無能の皮を被った裏切り
さえずりからのまとめ
第二次世界大戦において、日本とドイツで起きていたことは、わざわざ負けるために戦っていたということだ。
もちろん、指導者はそう訴える訳ではない。
国民の多くも、その逆を信じて苦難に堪えていた。
だが、勝つために行うべきことを回避して、困難を自国に課す行為は指折り挙げられる。
そもそも、日本は当時は帝国だった。
天皇を戴き、君臨させているのだから、全ての君主制を打倒したいとするソ連とは相容れない存在だった。
だから、日本軍はシベリアでソ連と戦う可能性は真剣に考え、ドイツとの同盟はこの為に進められた。
日本がソ連に襲われた場合には、ドイツが参戦する、脅しとして。
日独伊三国同盟は、対英米のためのものではなく、対ソ連用。
飛行機も車輌も寒冷地用に対策しても、南方用の研究は無に等しい。
だから、日本は米国による石油輸出禁止に怯えてはいた。
しかし、肝心要の戦略が最初から破綻していた。
FDR、ルーズベルト候補の1940年の選挙公約を無視しているのだ。
現在の日本の選挙の公約もマニフェストも、全く守るどころではないので、選挙の公約など意味がない、とはいうなかれ。
選挙公約は公開されており、それを破るには相応の理由が求められる。
FDRは、米国民に「諸君らの子息を戦場に送らない」と繰り返し述べた。
それを言わなければ、危うかったのだ。
既に英国はドイツと戦い、米国自身がなぜか膨大な艦隊建造に着手していた。
新型の戦艦、航空母艦が竜骨を据えていた。
だが、その艦隊と日本が戦う可能性は、米国が公約を守る場合には存在しなかった。
日本が戦うべき相手は米国ではなかった。
既にフランスはドイツに負け、オランダは占領されていた。
まことの戦上手は攻め易きに攻め、守り易きに守る。
だから、その手腕は目立つ事がなく、正当に評価することが難しい。
優れた戦略はまことに目立たない。
だが、だからこそ勝てるのだ。
フランスの亡命勢力や、オランダの亡命政府は英国を頼り、ドイツと戦っていた。
だから、これらを攻撃すべきだった。
なぜなら、戦争にならないほど、日本軍に対して弱かったからだ。
フィリピンには米国軍もいた。
いたが、命令がないのに日本に対して攻撃を行うことはない。
日本軍は米軍との戦闘を避け、弱小の国々の植民地を切り取れば良かったのだ。
宣戦を布告するのは、英国だけで。
そういうやり方が普通なのだ。
いつ、自作自演で参戦してくるかわからない。
実際にトンキン湾で行ったように、米国の参戦手法はムチャなものもある。
しかし、最初から米国を全力攻撃する、という戦略は根本的に 的外れだ。
1944年には米国自身が選挙になるのだから、それまで米国を「封印」しておけば負けることはない。
インドネシアにある原油など、オランダの植民地であり、米国の領域ではない。
日本が資源の不足を解消し、対抗するためには時間稼ぎを行うべきだった。
ハワイへの攻撃は、戦略的に間違っているだけではない。
無能の皮を被った裏切り。

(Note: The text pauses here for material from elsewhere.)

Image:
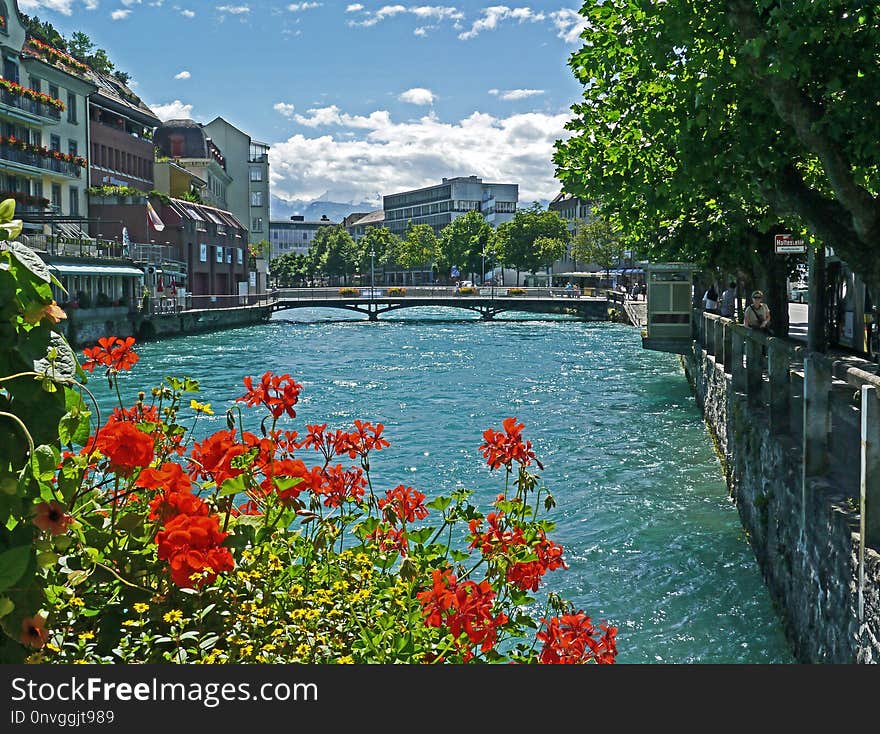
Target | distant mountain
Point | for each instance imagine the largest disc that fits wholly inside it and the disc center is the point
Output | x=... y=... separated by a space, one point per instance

そうとしか言い様のない事象が、行間から見えるのだ。
実際に真珠湾に行った人でも、作戦に賛成していた人は少ない。
机上演習を行っても、日本艦隊はB-17の哨戒に引っ掛かり、爆撃され、攻撃は失敗するという結果が出た。
その後で、米軍はB-17による哨戒を取り止めた。
この中止によって机上演習の結果は見直され、作戦は成功する見通しを得た。
真珠湾攻撃は、日本軍の演技による、参戦するための米国の自作自演だと言っても過言ではない。
机上演習の結果を詳細に米国に伝え、失敗する原因を取り除いた、上層部の裏切り者の存在を疑わなければ、この哨戒中止は理解しがたい。
実際に真珠湾攻撃が行われた翌日、詳細な被害が米国の新聞に載ったが、実際の被害より少ないものだった。
ただし、この被害は、外周の戦艦の魚雷による被害を取り除くと極めて正確だった。
日本軍の魚雷の深度調整装置(真珠湾用)は、納入しただけで試験はしていなかった。
全ての魚雷が着底爆発していたら、発表された被害は異様に正確になる。
そうなる可能性が高かった。
そして、当時の外務省の行ったことは、火に油を注ぐことだった。
宣戦布告を駐米大使に丸投げし、必要な文章を余裕を持って送らなかったのだ。
米国世論は卑怯な不意撃ち、と沸騰した。
だが、ソ連は参戦時に、自国にいる大使に文書を手渡した。
通信回線も切った。
これも卑怯な手だが、非難されていない。
宣戦布告を確実に行うには、駐日大使を呼び、日本語の文書を渡せば事足りる。
これのリスクは作戦的にバレやすくなることだが、失敗する危険は低い。
わざわざアウェイに行って、失敗するべくして失敗する。
実際に中国で侵略していた陸軍の方が、海軍や外務省より実戦的だった。
補給の難しさを知っていたのだ。